This is really the only time he ever tries to bite though other then that he is great. The trainer i have is familiar with german shepherds. She does obedience classes, nose work, protection training, agility, and pulling work among other things. This is my first german shepherd so I dont have experience with the breed prior to owning my boy. We do a lot of reading though and what not. Like I said though besides the outside thing and play bite occasionally he doesnt bite at all. He definitely doesnt just get what he wants though. We always make him do wait at the door before going out or eating. He goes in his crate when he is told or his place. He stays and does leave it very well, etc.


----------



## Sabis mom (Mar 20, 2014)

Bri624 said:


> This is really the only time he ever tries to bite though other then that he is great. The trainer i have is familiar with german shepherds. She does obedience classes, nose work, protection training, agility, and pulling work among other things. This is my first german shepherd so I dont have experience with the breed prior to owning my boy. We do a lot of reading though and what not. Like I said though besides the outside thing and play bite occasionally he doesnt bite at all. He definitely doesnt just get what he wants though. We always make him do wait at the door before going out or eating. He goes in his crate when he is told or his place. He stays and does leave it very well, etc.

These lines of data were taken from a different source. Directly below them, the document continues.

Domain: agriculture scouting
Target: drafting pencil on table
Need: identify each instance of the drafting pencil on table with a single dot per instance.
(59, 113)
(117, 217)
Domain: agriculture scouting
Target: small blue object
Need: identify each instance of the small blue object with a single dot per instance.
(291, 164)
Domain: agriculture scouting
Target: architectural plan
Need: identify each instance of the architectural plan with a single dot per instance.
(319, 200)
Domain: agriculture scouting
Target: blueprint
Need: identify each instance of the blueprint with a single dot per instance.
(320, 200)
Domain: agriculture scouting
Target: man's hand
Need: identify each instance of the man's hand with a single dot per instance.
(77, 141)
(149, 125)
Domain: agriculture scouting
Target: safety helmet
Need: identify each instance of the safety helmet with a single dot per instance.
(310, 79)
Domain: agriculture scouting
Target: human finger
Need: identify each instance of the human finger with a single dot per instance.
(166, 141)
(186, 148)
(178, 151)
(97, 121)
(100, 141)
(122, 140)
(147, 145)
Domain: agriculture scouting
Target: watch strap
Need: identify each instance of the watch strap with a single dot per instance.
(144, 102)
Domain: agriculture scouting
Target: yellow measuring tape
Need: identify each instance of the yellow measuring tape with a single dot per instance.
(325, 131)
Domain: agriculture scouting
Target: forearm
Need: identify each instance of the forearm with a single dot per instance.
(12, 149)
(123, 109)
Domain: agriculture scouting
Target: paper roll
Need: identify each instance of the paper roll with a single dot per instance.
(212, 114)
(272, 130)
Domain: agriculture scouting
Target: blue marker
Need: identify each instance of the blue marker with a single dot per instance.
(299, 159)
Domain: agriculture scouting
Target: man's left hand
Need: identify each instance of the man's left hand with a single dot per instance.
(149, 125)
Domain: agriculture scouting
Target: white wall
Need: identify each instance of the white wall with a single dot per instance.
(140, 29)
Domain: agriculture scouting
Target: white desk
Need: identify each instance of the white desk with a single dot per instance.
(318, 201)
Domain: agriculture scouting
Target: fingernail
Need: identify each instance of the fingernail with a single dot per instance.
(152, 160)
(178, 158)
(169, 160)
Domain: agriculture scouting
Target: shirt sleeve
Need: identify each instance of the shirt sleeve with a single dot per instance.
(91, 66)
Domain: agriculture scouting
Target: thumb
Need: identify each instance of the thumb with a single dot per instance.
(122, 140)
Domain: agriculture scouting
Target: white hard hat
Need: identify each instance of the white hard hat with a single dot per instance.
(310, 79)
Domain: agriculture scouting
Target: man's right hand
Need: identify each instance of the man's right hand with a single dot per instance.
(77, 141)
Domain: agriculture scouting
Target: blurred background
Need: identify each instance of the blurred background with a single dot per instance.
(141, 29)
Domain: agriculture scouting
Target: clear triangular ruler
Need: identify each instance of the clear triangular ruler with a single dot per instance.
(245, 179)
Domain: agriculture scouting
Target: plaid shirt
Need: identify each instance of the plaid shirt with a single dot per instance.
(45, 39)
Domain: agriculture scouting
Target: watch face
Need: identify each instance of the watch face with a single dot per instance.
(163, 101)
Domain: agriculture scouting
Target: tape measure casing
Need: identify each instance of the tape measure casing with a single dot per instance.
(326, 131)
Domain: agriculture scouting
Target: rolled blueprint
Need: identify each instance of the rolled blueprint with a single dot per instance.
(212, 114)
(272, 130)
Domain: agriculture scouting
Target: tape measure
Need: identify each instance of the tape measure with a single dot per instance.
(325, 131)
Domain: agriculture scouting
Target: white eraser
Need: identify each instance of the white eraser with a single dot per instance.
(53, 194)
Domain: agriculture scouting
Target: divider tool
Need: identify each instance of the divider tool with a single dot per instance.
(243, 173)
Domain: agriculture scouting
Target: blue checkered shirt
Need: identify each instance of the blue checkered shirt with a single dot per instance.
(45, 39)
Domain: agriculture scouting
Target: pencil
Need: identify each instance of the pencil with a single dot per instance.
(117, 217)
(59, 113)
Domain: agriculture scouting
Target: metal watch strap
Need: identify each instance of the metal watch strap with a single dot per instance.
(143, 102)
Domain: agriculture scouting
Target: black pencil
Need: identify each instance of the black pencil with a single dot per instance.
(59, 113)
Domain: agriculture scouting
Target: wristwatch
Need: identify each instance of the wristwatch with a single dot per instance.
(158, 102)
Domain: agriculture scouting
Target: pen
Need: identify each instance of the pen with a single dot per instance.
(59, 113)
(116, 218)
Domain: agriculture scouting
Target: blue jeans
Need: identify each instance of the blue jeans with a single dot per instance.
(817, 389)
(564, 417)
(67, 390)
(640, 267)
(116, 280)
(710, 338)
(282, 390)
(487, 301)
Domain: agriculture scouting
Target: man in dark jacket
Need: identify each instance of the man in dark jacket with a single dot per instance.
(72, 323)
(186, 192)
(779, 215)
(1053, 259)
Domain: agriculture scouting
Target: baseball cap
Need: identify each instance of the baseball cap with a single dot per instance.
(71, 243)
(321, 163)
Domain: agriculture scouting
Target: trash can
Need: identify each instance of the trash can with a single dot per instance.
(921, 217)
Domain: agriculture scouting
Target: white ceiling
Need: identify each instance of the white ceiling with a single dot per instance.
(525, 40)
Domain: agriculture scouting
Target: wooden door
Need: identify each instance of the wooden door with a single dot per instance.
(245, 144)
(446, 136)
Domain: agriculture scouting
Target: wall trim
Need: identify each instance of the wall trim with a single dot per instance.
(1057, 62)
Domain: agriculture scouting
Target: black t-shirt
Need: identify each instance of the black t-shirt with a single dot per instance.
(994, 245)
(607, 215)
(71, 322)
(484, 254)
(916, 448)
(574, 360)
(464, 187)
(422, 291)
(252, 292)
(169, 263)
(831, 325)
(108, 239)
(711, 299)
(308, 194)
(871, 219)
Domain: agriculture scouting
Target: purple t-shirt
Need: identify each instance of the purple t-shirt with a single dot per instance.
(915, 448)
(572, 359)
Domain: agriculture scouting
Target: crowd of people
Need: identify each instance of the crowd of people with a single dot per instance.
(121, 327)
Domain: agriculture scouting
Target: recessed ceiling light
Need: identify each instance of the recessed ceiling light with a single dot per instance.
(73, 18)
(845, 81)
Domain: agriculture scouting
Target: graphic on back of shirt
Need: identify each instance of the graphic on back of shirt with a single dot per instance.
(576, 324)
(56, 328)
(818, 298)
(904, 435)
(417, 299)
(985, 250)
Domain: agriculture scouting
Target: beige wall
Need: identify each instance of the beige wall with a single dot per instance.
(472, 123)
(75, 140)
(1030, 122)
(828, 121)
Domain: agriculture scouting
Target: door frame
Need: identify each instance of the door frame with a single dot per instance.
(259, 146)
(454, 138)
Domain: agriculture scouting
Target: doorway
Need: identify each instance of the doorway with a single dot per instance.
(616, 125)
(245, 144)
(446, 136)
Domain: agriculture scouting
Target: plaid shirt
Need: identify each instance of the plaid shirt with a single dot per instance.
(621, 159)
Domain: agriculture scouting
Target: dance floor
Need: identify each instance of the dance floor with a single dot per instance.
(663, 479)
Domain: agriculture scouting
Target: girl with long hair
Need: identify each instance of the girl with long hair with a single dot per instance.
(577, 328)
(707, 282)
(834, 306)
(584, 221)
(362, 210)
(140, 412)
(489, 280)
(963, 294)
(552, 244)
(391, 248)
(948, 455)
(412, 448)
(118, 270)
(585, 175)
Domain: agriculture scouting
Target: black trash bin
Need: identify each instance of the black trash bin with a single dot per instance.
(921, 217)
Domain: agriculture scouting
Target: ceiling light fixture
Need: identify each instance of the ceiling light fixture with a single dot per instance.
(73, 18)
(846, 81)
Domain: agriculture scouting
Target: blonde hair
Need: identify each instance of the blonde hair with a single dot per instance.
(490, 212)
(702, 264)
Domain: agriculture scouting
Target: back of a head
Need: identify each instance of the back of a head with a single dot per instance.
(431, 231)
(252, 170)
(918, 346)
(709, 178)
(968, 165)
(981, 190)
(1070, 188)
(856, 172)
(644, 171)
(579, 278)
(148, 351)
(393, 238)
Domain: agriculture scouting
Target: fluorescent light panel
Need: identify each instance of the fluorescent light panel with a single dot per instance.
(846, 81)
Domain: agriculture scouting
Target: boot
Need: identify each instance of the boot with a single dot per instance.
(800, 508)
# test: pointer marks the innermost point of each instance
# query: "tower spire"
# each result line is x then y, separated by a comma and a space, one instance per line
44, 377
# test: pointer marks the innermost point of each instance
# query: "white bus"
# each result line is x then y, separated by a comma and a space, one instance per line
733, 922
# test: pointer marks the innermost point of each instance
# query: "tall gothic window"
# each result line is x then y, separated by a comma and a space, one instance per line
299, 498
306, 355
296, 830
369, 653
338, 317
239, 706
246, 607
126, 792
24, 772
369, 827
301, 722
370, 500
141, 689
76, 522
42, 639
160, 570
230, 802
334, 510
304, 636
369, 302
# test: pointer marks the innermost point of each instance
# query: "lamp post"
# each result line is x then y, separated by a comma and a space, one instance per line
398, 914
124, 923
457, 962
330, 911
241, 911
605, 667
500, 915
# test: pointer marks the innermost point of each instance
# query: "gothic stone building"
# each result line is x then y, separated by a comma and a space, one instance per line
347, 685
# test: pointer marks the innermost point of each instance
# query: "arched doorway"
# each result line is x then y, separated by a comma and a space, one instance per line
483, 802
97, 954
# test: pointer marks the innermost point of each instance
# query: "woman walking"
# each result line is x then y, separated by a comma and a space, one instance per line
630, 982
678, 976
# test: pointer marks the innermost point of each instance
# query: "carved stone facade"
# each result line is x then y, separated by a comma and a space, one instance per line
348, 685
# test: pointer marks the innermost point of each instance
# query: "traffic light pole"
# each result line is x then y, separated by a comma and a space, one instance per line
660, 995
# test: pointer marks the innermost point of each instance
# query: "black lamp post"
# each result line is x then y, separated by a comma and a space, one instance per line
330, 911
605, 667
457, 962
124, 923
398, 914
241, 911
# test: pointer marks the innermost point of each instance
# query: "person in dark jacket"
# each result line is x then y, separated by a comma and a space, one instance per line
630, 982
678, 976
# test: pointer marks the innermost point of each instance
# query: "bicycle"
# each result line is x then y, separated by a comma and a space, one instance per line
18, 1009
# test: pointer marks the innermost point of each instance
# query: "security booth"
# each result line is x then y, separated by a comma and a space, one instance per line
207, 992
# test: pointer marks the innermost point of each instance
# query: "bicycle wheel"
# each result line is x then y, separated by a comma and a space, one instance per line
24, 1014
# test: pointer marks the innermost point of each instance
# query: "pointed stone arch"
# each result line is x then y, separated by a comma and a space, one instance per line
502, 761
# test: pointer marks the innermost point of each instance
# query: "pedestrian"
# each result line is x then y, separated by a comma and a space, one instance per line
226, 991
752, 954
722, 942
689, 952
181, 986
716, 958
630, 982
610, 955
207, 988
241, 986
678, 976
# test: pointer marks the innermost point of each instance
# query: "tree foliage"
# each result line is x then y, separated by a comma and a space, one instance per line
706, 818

All of that is great, and if your trainer can deal with it then she should. But again your pup, however well behaved, is biting to prevent you taking him away from fun. This will escalate if not dealt with.


----------



## Apex1 (May 19, 2017)

Bump


----------



## tim_s_adams (Aug 9, 2017)

Bri624 said:


> This is really the only time he ever tries to bite though other then that he is great. The trainer i have is familiar with german shepherds. She does obedience classes, nose work, protection training, agility, and pulling work among other things. This is my first german shepherd so I dont have experience with the breed prior to owning my boy. We do a lot of reading though and what not. Like I said though besides the outside thing and play bite occasionally he doesnt bite at all. He definitely doesnt just get what he wants though. We always make him do wait at the door before going out or eating. He goes in his crate when he is told or his place. He stays and does leave it very well, etc.


Your comment here suggests that you're missing the point a little. ANYTIME your dog uses his teeth on you to get his way he's in charge. You need to put a stop to this behavior immediately, or as @Sabis mom pointed out it will escalate. IMHO if you can't end the behavior using the technique suggested by your trainer, find another technique or find another trainer. This is not so much a problem with the dog as it is a problem with your relationship with the dog.


----------



## Apex1 (May 19, 2017)

That's the point I hope others can drive home it's a relationship issue. If a correction escalates behavior what else do you have. A 10 minute long correction NO WAY. I quoted this from another member but it rings true for me.

Out of context 

"I know with a couple of mine, you can't fight with these dogs. You convince them its their idea and its solid forever. They're quick to learn and really motivated, but that doesn't mean something is actually trained. In general what I've liked doing is playing a lot in areas where there's distractions and teaching specific behaviors that need more focus away from them, then later the expectation of play makes distractions a lot easier. Think about this, see if it makes sense. Think of your voice as a correction and if a correction doesn't work, what can you do? Go to a bigger correction. That's how you pick a fight and then you're in a position of having to win that fight."

Sorry but I feel like this post deserves more attention than it got.


----------



## tim_s_adams (Aug 9, 2017)

Absolutely agree with that statement. Training is not about confrontation, it should be fun and engaging. But this biting thing has very little to do with the leash or any negative association with the leash. This pup sounds like he's under exercised/stimulated and desperately wants more fun. But there's also a lack of respect, or he wouldn't be biting. Without seeing the pup and owner interacting it's difficult to suggest a plan of action though, but I'd start by suggesting the OP avoid the scenario that causes the biting in the first place. 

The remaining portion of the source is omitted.